Z drugiej strony, czy fani odważą się marzyć o naprawdę nikczemnej Szkarłatnej Wiedźmie? To nie tak, że widzowie nie chcą złej Wandy; wręcz przeciwnie, wielu cieszyłoby się na myśl o tak potężnym wrogu zagrażającym nowej klasie bohaterów MCU. Dlaczego więc Kang jest nowym Thanosem, a nie Wandą? Prawda jest taka, że ​​w MCU nie istnieje antybohaterstwo – wielu ginie na myśl o Punisherze z PG-13 czy Deadpoolu. Prawdopodobną odpowiedzią jest to, że Wanda, która tak wygodnie egzystuje pomiędzy granicami moralności, wróci do strony bohatera MCU. Multiwersum szaleństwa był sposobem na pokazanie swojej destrukcyjnej strony bez konieczności przywracania jej z powrotem, co było jednorazową sytuacją. Gdy Mroczna Twierdza zniknie, a Wanda będzie w dobrych stosunkach z wielostronnym losem swoich dzieci, następnym razem, gdy widzowie ją zobaczą, znajdzie się na ścieżce odkupienia i z dala od chaosu, który napędza jej umiejętności.
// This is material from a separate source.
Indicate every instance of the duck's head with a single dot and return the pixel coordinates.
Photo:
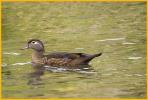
(35, 44)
Ale w tym miejscu MCU się myli. Multiwersum szaleństwa dał nam nie taką Wandę, na jaką zasłużyliśmy, ale taką, jakiej potrzebowaliśmy. Pod wieloma względami ta eksplozja mocy i bólu jest tym, do czego zawsze prowadziła podróż Wandy, a widok jej uwolnionej w końcu powoduje pewne katharsis. Wanda nie jest bezlitosnym złoczyńcą, ale nie jest też bezinteresowną bohaterką. Zajmuje idealne miejsce, z dala od moralnego absolutyzmu, który rządzi MCU. Jest tak fascynująca, ponieważ nie jest jednowymiarowa ani jednostronna. Jak większość ludzi, Wanda ciągle się zmienia, nigdy nie przestaje i pochłania wszystko. Wanda Maximoff to uosobienie chaosu. Więc pozwól jej królować.

Zalecenia redaktorów

  • 7 najlepszych postaci kobiecych w MCU
  • Ranking najstraszniejszych postaci MCU
  • Peggy Carter, pierwsza dama MCU
  • Serial Disneya „Vision and Scarlet Witch” zatrudnia scenarzystę „Kapitana Marvela”.